The United States has urged Bulgaria to work harder to diversify its energy sources to put an end to its energy dependence on Russia.

U.S. special envoy for Eurasian Energy, Richard Morningstar, said the European Union country should seek diversification in nuclear energy, natural gas supplies and also focus on renewable and unconventional energy sources to boost energy security.

“We discussed how important it is for Bulgaria to have transparency in the energy sector as well as diversification,” he said after meeting with President Rosen Plevneliev.

“That diversification includes in the nuclear area and in the area of gas supply, as well as renewables and other areas and unconventional areas as well,” he said.

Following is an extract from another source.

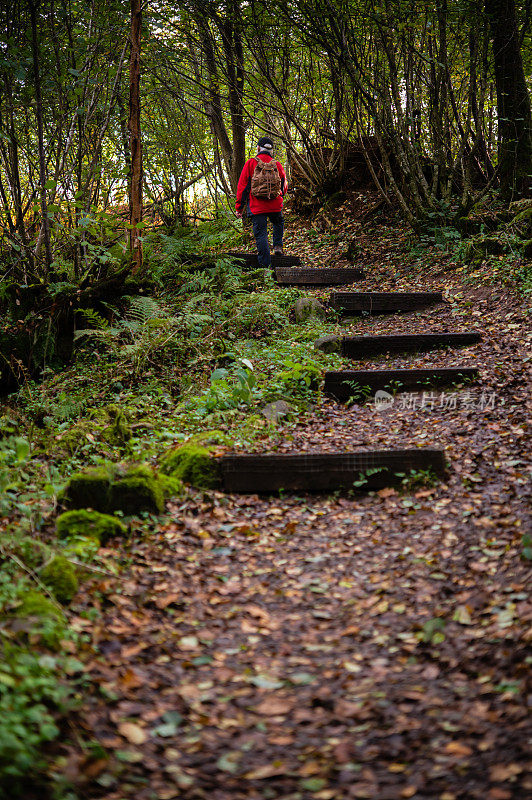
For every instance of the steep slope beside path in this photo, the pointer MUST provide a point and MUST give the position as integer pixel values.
(368, 647)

The Balkan country gets over 95 per cent of its natural gas needs from Russia’s Gazprom. Its only operational oil refinery, which provides more than 70 percent of the petrol in the country, is fully owned by Russia’s LUKOIL.

Its Kozloduy’s nuclear plant has two 1000 megawatt Soviet-made reactors and Sofia is in talks with Russia to build a new, 2000 MW nuclear power plant in the Danube River town of Belene.

Washington has long expressed its concerns that a new Russian-made nuclear plant will lock Bulgaria’s dependence on Moscow, which may use its energy might for political pressure.

Analysts say the recent U.S. concerns over Bulgaria’s energy stance arose after parliament banned exploration for shale gas over environmental concerns.

The decision also effectively revoked U.S. Chevron‘s permit to carry out test for the unconventional gas in the northeastern part of the country.

Bulgarian Prime Minister Boiko Borisov said then the ban will be effective until leading experts can show tangible proof the shale gas drilling method, fracking, is not harmful to the environment.

Morningstar pledged the United States will present to Bulgaria the newest studies on shale gas, and U.S. experience in shale gas extracting, the energy ministry said in a statement.